And we do indeed see how disturbing it gets, as the squad continues searching through the mansion and what they discover is simultaneously horrifying, disgusting, confusing, and threatening. With the flashlight lighting causing a lot of cinematographic disorientation, it obscures, yet amplifies the terror that the cops find. Things only get worse from here when the remaining cops are taken down to the underground lair of the mansion, which is apparently Hell itself. It is at this point we are introduced to Baba (Mehmet Cerrahoglu), the Father of this underground hellhole of torture and subjugation, who has the most characteristic horror villain appearance since Pluto from The Hills Have Eyes. From this point on, the film isn’t so much scary, but murderous and gory in delightfully revealing ways that would make this torture porn sub-genre proud.
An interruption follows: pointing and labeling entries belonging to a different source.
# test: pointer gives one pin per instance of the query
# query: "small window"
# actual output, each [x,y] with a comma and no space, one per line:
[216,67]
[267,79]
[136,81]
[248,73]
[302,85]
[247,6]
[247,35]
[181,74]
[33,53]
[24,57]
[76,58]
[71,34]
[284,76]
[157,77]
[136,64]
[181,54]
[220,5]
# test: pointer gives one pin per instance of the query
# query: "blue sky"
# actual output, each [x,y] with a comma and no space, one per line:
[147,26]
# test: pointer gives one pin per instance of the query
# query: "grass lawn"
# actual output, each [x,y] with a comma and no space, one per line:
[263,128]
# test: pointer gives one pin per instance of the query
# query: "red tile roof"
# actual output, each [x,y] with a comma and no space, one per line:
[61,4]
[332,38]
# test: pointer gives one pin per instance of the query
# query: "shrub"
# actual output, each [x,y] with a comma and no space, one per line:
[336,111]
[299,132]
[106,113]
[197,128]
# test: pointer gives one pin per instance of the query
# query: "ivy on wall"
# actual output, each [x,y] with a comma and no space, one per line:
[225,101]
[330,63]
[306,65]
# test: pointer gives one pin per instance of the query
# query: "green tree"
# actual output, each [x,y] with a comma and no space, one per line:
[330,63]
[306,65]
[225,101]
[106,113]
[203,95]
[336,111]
Baskin goes through many varying tried-and-tested tropes of the horror genre and manages to string them together in this simple story that is made all the more engaging and exciting through its interestingly written characters, bold direction, and occasionally surreal visual flair. It isn’t one of the more original or subversive horror films in recent years, nor is it so much a stirring or resonating kind of horror film, getting deep into the psychology and nuances the more ambitious titles of its genre explore. But it is audacious in how it splatters its influences together, taking cues from a variety of films, such as the villain and desolate setting from The Hills Have Eyes, the sadomasochistic delights from Hellraiser, the labyrinthine narrative set-up from Inception, and even some visual cues from Only God Forgives. Baskin isn’t really a cohesive piece and feels like an exercise in itself, but it is an exciting ride through the many surface-level thrills the horror genre can conjure, making it worth viewing for any horror fan keen to check out the many different paths this genre is taking these days.